---
title: AI Avatar Chat
emoji: 🎭
colorFrom: purple
colorTo: pink
sdk: docker
pinned: false
license: apache-2.0
suggested_hardware: a10g-small
suggested_storage: large
---

# 🎭 OmniAvatar-14B with HuggingFace TTS

An advanced AI avatar generation system that creates realistic talking avatars from text prompts and speech.

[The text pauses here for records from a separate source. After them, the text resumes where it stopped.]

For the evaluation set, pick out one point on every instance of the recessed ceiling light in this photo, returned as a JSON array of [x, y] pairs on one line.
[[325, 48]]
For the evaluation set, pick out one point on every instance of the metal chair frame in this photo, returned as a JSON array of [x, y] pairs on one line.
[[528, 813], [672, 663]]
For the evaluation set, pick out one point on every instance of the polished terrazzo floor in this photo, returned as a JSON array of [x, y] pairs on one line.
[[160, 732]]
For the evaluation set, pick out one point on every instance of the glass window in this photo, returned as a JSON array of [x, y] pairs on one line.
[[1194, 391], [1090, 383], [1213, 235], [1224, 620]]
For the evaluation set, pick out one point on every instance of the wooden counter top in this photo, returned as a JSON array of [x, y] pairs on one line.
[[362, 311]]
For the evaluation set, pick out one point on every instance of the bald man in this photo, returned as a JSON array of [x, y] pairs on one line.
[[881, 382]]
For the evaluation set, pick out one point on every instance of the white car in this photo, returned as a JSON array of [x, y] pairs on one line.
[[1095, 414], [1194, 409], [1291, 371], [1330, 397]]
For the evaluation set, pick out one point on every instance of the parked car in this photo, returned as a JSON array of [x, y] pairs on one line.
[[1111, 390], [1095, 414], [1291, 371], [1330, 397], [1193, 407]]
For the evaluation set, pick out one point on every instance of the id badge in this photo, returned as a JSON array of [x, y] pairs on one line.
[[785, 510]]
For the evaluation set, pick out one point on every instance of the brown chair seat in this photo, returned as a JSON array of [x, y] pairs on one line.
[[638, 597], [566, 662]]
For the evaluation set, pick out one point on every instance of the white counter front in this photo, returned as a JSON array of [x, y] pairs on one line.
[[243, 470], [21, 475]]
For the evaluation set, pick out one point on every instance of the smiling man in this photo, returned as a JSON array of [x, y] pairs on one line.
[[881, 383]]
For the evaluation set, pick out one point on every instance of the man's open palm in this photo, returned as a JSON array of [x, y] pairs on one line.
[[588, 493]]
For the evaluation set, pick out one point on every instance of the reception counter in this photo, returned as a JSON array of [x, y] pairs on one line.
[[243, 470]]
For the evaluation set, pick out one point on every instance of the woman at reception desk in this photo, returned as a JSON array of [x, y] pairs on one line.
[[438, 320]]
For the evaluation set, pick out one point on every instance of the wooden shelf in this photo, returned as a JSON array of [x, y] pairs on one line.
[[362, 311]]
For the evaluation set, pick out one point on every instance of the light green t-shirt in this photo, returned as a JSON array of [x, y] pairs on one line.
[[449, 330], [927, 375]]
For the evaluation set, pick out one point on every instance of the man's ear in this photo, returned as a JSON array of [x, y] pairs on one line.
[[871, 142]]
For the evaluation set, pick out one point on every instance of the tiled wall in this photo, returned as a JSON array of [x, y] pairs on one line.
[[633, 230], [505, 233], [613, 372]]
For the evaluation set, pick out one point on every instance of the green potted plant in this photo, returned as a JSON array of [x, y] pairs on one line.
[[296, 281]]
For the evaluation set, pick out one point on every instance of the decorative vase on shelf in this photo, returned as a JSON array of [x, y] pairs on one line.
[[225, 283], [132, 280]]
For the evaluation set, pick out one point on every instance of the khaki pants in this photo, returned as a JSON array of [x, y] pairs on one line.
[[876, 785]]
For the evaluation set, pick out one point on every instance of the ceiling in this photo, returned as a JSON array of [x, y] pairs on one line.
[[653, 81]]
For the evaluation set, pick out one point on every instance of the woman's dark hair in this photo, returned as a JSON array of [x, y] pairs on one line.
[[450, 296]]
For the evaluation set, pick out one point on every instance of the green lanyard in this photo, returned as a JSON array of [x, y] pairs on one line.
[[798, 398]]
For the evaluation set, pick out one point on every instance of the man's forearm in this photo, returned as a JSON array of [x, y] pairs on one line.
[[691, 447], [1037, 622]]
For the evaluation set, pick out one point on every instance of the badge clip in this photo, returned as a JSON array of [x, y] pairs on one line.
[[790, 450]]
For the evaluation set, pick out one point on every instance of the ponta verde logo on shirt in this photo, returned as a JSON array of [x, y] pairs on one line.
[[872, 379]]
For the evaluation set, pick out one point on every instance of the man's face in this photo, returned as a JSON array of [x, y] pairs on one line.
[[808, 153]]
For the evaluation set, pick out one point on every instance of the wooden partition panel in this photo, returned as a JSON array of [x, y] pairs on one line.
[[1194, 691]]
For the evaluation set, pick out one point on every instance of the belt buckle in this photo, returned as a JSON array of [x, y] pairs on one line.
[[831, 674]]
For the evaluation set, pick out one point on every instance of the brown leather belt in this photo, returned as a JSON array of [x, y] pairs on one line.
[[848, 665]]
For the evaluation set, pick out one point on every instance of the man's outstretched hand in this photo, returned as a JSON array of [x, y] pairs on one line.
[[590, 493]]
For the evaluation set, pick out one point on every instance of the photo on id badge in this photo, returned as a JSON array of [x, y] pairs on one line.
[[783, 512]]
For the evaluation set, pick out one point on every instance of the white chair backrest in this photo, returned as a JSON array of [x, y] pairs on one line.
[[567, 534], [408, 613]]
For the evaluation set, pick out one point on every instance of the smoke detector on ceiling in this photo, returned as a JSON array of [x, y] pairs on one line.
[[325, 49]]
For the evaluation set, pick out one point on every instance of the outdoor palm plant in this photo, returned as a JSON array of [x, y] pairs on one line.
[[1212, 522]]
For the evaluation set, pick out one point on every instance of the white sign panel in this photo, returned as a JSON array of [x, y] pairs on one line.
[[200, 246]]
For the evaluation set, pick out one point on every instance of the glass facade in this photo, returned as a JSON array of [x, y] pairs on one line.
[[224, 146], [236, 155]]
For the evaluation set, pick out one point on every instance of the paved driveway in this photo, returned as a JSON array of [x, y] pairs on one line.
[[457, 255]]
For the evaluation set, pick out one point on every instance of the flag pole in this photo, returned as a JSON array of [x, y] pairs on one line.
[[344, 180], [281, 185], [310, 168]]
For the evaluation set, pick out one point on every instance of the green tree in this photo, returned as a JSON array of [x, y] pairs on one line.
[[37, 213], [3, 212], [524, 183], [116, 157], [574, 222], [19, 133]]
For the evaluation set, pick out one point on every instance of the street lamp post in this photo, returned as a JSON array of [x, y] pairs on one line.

This space combines the power of OmniAvatar-14B with HuggingFace SpeechT5 text-to-speech for seamless avatar creation.

## ✨ Features

- **🎯 Text-to-Avatar Generation**: Generate avatars from descriptive text prompts
- **🗣️ HuggingFace TTS Integration**: High-quality text-to-speech synthesis
- **🎵 Audio URL Support**: Use pre-generated audio files
- **🖼️ Image Reference Support**: Guide avatar appearance with reference images
- **⚡ Real-time Processing**: Fast generation with GPU acceleration
- **🎨 Customizable Parameters**: Fine-tune generation quality and lip-sync

## 🚀 How to Use

1. **Enter a Prompt**: Describe the character's behavior and appearance
2. **Choose Audio Source**: 
   - Enter text for automatic speech generation
   - OR provide a direct audio URL
3. **Optional**: Add a reference image URL
4. **Customize**: Adjust voice, guidance scale, and generation parameters
5. **Generate**: Create your avatar video!

## 🛠️ Parameters

- **Guidance Scale** (4-6 recommended): Controls how closely the model follows your prompt
- **Audio Scale** (3-5 recommended): Higher values improve lip-sync accuracy
- **Number of Steps** (20-50 recommended): More steps = higher quality, longer processing time

## 📝 Example Prompts

- "A professional teacher explaining a mathematical concept with clear gestures"
- "A friendly presenter speaking confidently to an audience"
- "A news anchor delivering the morning headlines with professional demeanor"

## 🔧 Technical Details

- **Model**: OmniAvatar-14B for video generation
- ****TTS**: Microsoft SpeechT5 (HuggingFace) for high-quality speech synthesis
- **Framework**: FastAPI + Gradio interface
- **GPU**: Optimized for T4 and higher
- **Storage**: Requires large storage due to 14B parameter models (~70GB total)

## 🎮 API Endpoints

- `GET /health` - Check system status
- `POST /generate` - Generate avatar video
- `/gradio` - Interactive web interface

## 🔐 No API Keys Required

This space uses open-source HuggingFace models for text-to-speech. No external API keys or accounts needed!

## 📄 License

Apache 2.0 - See LICENSE file for details

---

*Powered by OmniAvatar-14B and HuggingFace TTS*

**Note**: This space requires large storage capacity due to the 14B parameter models. The models are downloaded on first startup and cached for subsequent uses.